Title: "Enhanced Automated Function Prediction for Proteomics Analysis"
Speaker: Daisuke Kihara, Department of Computer Science; Purdue University
Place: Mechanical Engineering (ME) 161; Tuesday, 4:30pm


The increasing number of genome sequences in public databases has become an essential data for biology of this century. When a genome is newly sequenced, function is assigned to Open Reading Frames (ORFs) by sequence database search algorithms, such as BLAST or FASTA. A problem of the current algorithms is the low coverage of annotation in a genome; indeed typically half or more of the genes in a genome remained functionally unknown.
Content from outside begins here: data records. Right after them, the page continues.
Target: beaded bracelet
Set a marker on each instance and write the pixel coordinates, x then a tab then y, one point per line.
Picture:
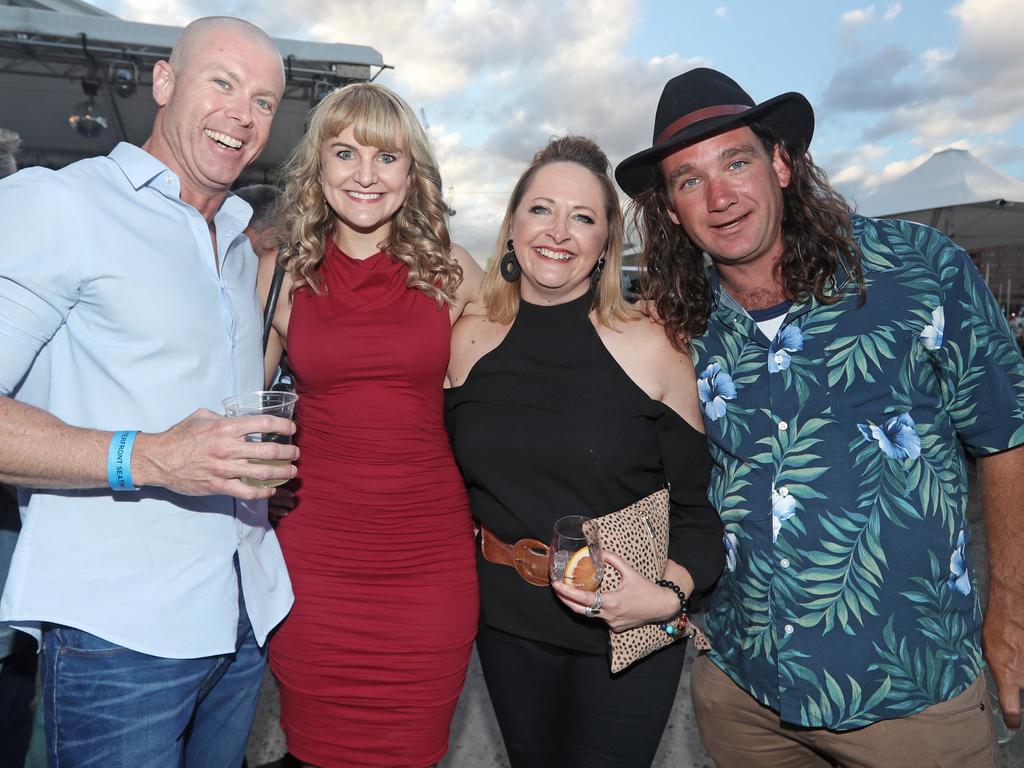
676	628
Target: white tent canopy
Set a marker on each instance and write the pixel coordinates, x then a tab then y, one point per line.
952	190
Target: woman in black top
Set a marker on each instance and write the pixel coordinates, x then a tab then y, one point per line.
566	400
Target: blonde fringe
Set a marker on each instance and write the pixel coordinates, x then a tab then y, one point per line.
419	232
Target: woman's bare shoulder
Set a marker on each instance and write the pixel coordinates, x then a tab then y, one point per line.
472	337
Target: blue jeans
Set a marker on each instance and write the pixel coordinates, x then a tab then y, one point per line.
108	707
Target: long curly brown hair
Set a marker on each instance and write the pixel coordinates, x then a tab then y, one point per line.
419	233
819	257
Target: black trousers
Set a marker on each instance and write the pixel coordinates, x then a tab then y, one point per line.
563	709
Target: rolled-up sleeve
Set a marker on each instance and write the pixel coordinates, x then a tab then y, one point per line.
695	528
39	273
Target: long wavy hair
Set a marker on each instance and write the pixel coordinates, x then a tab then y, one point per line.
419	233
502	297
819	257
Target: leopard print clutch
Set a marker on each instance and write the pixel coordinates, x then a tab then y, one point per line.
639	534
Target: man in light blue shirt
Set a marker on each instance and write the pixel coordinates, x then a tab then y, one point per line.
127	301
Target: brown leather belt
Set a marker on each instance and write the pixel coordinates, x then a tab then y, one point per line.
529	557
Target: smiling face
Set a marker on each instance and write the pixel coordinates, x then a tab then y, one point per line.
215	111
559	231
726	192
365	185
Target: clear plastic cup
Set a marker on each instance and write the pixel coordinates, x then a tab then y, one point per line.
263	402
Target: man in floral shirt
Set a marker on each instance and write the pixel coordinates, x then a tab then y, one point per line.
846	367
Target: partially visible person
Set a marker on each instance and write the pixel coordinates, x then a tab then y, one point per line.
10	144
565	400
380	544
128	311
263	229
846	368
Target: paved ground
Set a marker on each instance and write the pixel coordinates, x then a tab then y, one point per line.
476	741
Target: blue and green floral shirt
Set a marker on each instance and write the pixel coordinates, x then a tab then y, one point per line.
839	451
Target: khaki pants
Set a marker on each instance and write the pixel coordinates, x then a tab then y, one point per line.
739	732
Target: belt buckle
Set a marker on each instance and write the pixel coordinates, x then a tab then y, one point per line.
530	559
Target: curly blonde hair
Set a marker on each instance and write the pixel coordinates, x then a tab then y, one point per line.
419	230
502	297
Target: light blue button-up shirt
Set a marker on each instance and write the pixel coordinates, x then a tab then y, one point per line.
114	315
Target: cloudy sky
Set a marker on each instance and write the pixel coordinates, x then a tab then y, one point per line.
891	82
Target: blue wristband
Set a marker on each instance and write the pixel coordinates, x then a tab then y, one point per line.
119	461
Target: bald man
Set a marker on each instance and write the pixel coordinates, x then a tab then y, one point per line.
145	566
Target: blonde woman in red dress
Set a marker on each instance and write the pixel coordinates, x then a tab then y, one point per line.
380	544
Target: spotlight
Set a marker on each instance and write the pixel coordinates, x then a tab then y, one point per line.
86	120
123	78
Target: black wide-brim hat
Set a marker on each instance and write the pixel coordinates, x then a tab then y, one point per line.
702	102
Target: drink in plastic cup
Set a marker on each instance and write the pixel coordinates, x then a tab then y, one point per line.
263	403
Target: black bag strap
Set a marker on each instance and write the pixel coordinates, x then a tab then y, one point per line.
271	302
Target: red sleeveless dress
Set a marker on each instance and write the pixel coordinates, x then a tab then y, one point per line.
379	547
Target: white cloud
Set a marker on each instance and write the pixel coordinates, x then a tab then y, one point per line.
857	16
933	58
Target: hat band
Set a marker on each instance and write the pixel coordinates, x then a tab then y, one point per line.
695	117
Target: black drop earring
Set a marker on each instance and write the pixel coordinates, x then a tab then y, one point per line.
595	276
510	265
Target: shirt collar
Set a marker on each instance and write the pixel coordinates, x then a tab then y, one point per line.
138	166
141	168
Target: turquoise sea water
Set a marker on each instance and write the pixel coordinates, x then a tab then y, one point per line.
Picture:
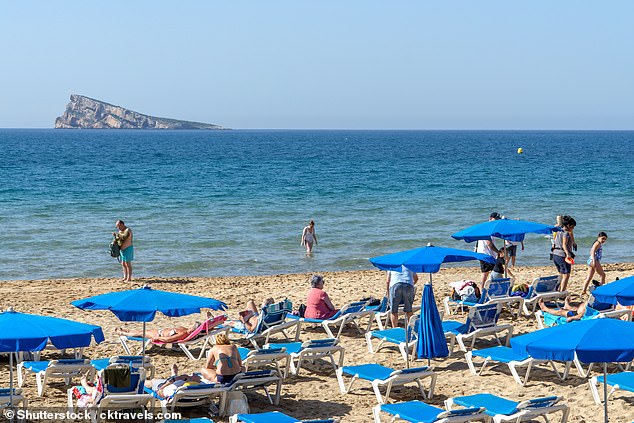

The development of a function assignment/prediction algorithm which has a larger coverage is more strongly desired in the context of omics-type experiments, which includes microarray gene expression analysis, proteomics, transcriptomics. These omics experiments detect a large number of genes which share the same biological property. To analyze these omics data, function annotation is crucial because no biological conclusion can be drawn from experiments without annotated genes. What gives biological insight is not a set of genes it self, but a set of function annotation of genes.

To overcome the limitation of conventional homology based function annotation methods, we have designed two different approaches: The first one is a sequence-based approach, named PFP (Protein Function Prediction). PFP extends the functionality of a typical PSI-BLAST search by applying data mining techniques. PFP was ranked the best in a protein function prediction competition held at the Automated Function Prediction Special Interest Group (AFP-SIG) meeting in the 13th Annual International Conference on Intelligent Systems for Molecular Biology (ISMB) in June, 2005. PFP is publicly available as a web server (http://dragon.bio.purdue.edu/pfp/).

The second one is a protein surface shape based approach. Characteristic local surface shapes of a query protein is detected and compared with known active sites pre-computed and stored in a database. The need of predicting function of proteins from their tertiary structure has emerged by the structural genomics projects, which solve increasing number of protein structures of unknown function.

Rapid developments of new omics experimental techniques have seriously demanded renovation of bioinformatics tools - and here are a part of our responses to meet their needs.